Mother

Mother

Saturday, February 8, 2020

Back in the Saddle Again

Last September I woke up one morning with a burning, shooting pain in my heel and found I could barely walk. After limping around for a week I went to the doctor and found I had Achilles tendonitis. I was fitted with a walking boot and sent home with crutches. I wore that boot for a month, and while I can walk normally most times, it has never fully healed. There is always some level of pain when I walk. The next step would be physical therapy, but I just cannot bring myself to commit to that at this time.

Not being able to exercise like I was used to, combined with the activity decline of the start of school, sedentary colder days, and comfort food, soon had me hiding from the scale altogether.

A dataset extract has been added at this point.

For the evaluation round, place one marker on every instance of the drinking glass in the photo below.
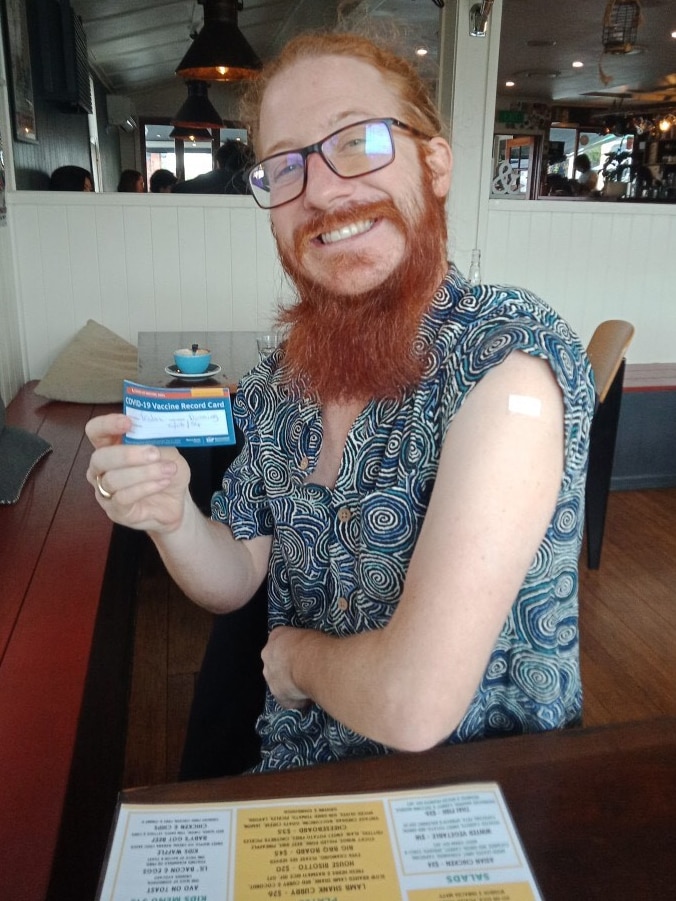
(267, 342)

Just before Thanksgiving I decided to bite the bullet and jump on just to see where I was at. Yikes! I had gained 16 lbs. since summer. You can't just throw out good pumpkin pie....and we had had an entire fridge shelf dedicated to pies for Thanksgiving.


Pie for breakfast...


Pie for mid-afternoon slump...


 Apple...


Lemon Meringue...


Pumpkin...

Well, I resolved to get back on track--after holiday feasting, of course. By the time I stepped back on the scale I had gained another 7 lbs. Just a couple weeks before Christmas I managed to lose a couple pounds, but after our last Christmas get-together the scale had blown straight over that little bit of progress. I was an exact 25 lbs. more than I was during the summer and scary close to a "milestone" weight I promised myself I would never EVER see again. Scary close. My "loose coat" was getting snug, some clothes I didn't even attempt to wear anymore. That shock woke me up, and January 13th I dusted off my Nutritionix Track app and climbed back in the saddle for good. 

One of the boys caught this candid shot of an evening snack choice. 🙄

I could bemoan my stupidity for erasing so much hard work. I could kick myself for letting go. But the truth is that the whole time I had in the back of my mind that this might happen. I know myself, and I enjoy food. I always will. Myself went on vacation for a bit and relished every minute of the yummy things I ate. 

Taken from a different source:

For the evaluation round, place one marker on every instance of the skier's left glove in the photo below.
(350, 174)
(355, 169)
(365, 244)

You guys, I TURNED MYSELF BACK AROUND before I gained even half of the weight back. That's more than I can say about ANY weight loss I've had in the past. There will be more ups and downs, but I'm confidant each time I'll be able to make that turn around a bit sooner, that circle a bit smaller. And this time is so much easier being back in the saddle than any other time.

Just starting is really the hardest part. If I can do it--again and again and again--so can you!